Savoir quand démarrer un traitement contre l’infection à VIH est une question aussi ancienne que l’apparition des premiers médicaments antirétroviraux (ARV) et qui a donné lieu à des réponses variables selon les époques, au gré des espoirs suscités par les nouvelles molécules et les essais de stratégies thérapeutiques, et de déconvenues quant à leur efficacité ou leurs effets secondaires. Parallèlement à l’objectif d’optimiser le bénéfice individuel par le traitement, s’ouvre désormais une discussion sur les effets de l’usage de médicaments sur la dynamique de l’épidémie et les individus pris collectivement. Parce qu’une thérapie efficace réduit fortement le risque de transmission, se pose la question de son rôle potentiel dans la prévention et le contrôle de l’épidémie. Peut-on, dans certains cas, proposer un traitement très précoce, sans bénéfice thérapeutique prouvé pour le patient, mais parce qu’il permettrait d’éviter de nouvelles contaminations, autrement dit proposer le traitement au bénéfice d’autrui et de la collectivité ?

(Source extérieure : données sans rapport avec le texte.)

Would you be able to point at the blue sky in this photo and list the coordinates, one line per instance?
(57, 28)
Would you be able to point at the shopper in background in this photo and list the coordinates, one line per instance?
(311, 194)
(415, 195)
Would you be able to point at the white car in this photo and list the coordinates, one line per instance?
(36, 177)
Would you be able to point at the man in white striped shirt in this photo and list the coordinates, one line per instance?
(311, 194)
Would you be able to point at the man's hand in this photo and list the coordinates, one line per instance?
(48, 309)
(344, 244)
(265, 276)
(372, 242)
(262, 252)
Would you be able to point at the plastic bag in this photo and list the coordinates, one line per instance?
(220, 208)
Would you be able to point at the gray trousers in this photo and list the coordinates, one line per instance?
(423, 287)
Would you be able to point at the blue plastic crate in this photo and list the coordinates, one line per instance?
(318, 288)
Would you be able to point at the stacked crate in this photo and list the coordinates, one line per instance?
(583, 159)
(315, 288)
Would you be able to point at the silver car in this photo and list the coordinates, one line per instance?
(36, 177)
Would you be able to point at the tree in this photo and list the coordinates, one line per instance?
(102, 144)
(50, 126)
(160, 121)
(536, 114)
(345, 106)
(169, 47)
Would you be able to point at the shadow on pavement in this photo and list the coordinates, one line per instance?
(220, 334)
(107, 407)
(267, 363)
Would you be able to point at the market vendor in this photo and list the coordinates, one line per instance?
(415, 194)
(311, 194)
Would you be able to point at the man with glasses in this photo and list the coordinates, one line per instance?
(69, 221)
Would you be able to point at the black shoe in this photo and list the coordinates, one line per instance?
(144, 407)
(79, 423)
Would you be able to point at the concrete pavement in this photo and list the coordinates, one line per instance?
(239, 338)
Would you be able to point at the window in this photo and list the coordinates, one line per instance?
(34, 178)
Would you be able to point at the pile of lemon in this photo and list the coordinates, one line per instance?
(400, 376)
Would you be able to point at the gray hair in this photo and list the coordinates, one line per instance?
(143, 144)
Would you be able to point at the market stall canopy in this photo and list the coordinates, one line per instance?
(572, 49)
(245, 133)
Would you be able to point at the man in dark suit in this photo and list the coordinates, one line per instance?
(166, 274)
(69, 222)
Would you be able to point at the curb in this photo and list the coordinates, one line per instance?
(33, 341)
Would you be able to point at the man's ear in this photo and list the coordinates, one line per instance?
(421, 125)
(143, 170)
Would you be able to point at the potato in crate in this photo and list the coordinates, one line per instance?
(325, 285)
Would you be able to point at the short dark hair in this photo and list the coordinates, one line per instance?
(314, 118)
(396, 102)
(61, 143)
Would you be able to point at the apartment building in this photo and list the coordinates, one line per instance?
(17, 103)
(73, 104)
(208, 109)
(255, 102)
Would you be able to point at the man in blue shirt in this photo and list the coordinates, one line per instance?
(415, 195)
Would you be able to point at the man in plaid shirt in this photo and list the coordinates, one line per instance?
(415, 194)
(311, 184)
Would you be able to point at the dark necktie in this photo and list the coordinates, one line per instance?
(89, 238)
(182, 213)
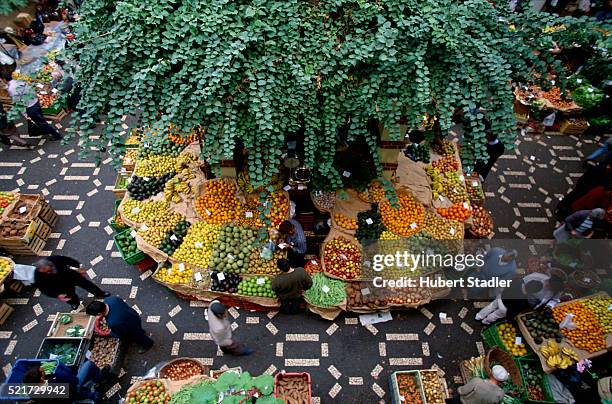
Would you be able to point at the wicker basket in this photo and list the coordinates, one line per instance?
(498, 355)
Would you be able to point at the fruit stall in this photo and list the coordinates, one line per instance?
(26, 222)
(212, 239)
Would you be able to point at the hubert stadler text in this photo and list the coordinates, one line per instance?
(426, 282)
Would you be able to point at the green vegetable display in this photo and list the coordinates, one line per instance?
(325, 292)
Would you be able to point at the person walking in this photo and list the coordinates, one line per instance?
(54, 278)
(578, 225)
(22, 93)
(289, 286)
(293, 239)
(483, 391)
(221, 330)
(122, 320)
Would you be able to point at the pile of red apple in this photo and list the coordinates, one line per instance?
(342, 258)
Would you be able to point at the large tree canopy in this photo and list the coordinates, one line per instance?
(256, 70)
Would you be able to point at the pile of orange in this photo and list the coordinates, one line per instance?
(588, 335)
(456, 212)
(219, 204)
(345, 222)
(405, 220)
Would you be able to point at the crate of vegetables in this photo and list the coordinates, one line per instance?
(294, 388)
(406, 388)
(126, 244)
(535, 381)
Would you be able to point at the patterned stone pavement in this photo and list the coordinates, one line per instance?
(345, 359)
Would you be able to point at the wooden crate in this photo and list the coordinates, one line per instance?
(5, 312)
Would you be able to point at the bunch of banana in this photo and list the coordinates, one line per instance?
(556, 357)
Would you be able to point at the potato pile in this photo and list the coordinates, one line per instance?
(104, 350)
(293, 389)
(432, 387)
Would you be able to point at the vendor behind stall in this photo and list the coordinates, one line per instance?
(293, 240)
(289, 286)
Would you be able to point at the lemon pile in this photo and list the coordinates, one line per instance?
(197, 246)
(175, 274)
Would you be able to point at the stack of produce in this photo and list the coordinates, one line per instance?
(260, 286)
(219, 204)
(142, 212)
(141, 188)
(482, 224)
(409, 388)
(362, 294)
(5, 200)
(556, 356)
(325, 292)
(508, 333)
(458, 212)
(589, 334)
(260, 265)
(103, 351)
(224, 282)
(176, 274)
(293, 389)
(233, 249)
(152, 391)
(345, 222)
(174, 238)
(441, 228)
(370, 225)
(196, 247)
(432, 388)
(404, 220)
(342, 258)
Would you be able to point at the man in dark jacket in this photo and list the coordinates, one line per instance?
(289, 285)
(122, 320)
(54, 278)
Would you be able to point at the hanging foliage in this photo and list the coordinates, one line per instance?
(256, 70)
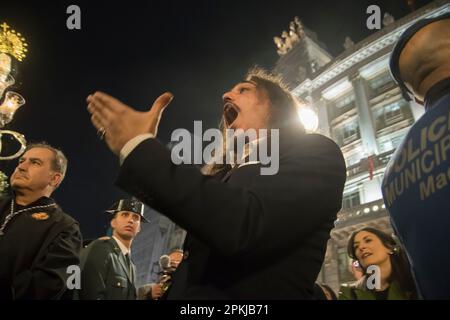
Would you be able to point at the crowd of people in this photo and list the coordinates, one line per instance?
(274, 227)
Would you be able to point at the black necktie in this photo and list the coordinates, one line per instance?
(129, 266)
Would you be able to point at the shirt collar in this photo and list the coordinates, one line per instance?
(249, 148)
(122, 247)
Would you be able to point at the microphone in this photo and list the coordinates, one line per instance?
(145, 292)
(164, 262)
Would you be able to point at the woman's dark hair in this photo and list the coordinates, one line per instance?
(401, 271)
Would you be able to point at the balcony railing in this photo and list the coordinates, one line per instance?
(404, 114)
(362, 211)
(382, 89)
(335, 111)
(364, 165)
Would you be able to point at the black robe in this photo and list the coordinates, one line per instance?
(36, 250)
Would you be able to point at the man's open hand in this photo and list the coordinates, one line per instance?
(122, 123)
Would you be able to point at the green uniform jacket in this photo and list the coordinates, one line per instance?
(104, 274)
(354, 293)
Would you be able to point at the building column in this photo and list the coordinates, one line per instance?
(366, 126)
(320, 105)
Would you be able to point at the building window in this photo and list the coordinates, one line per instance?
(344, 263)
(392, 113)
(345, 101)
(342, 105)
(351, 200)
(353, 159)
(347, 133)
(381, 84)
(350, 132)
(391, 143)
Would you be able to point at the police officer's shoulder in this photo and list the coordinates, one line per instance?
(100, 243)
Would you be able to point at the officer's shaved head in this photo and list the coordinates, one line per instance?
(424, 60)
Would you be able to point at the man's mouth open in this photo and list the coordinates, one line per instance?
(230, 113)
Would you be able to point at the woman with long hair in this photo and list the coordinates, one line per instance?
(372, 247)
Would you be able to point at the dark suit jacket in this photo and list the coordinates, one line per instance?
(35, 254)
(104, 274)
(250, 236)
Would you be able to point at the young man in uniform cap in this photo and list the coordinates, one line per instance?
(416, 183)
(107, 270)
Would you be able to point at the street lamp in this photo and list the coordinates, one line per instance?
(12, 46)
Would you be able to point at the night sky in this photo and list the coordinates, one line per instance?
(135, 51)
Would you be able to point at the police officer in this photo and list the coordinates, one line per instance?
(107, 270)
(416, 186)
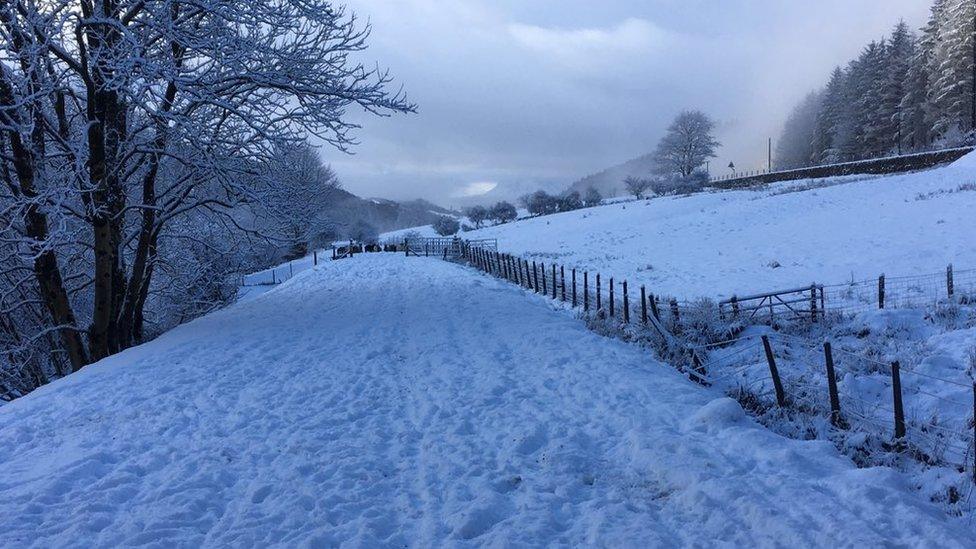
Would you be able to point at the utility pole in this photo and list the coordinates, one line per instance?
(973, 127)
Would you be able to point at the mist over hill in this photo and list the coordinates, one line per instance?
(610, 181)
(381, 213)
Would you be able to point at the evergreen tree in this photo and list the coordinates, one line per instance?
(796, 147)
(900, 55)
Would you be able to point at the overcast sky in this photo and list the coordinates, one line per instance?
(521, 94)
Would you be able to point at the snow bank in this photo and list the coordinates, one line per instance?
(392, 401)
(968, 161)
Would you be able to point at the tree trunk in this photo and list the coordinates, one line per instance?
(46, 268)
(106, 112)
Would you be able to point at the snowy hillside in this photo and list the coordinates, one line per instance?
(721, 243)
(391, 401)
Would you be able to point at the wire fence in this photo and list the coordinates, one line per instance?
(882, 162)
(907, 410)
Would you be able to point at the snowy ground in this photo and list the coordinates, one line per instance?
(722, 243)
(387, 401)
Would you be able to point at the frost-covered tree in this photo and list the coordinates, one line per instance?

s’engager dans un traitement à vie 
de plus en plus tôt

L’objectif premier d’une thérapie est, en l’absence de traitement curatif, de contrôler l’infection — en bloquant la réplication du virus dans l’organisme — le plus efficacement possible, le plus longtemps possible, tout en assurant une bonne tolérance du patient au traitement. Le choix du traitement et la décision de le démarrer ou de le modifier mettent ainsi en balance bénéfices escomptés d’une part, risques et contraintes d’autre part.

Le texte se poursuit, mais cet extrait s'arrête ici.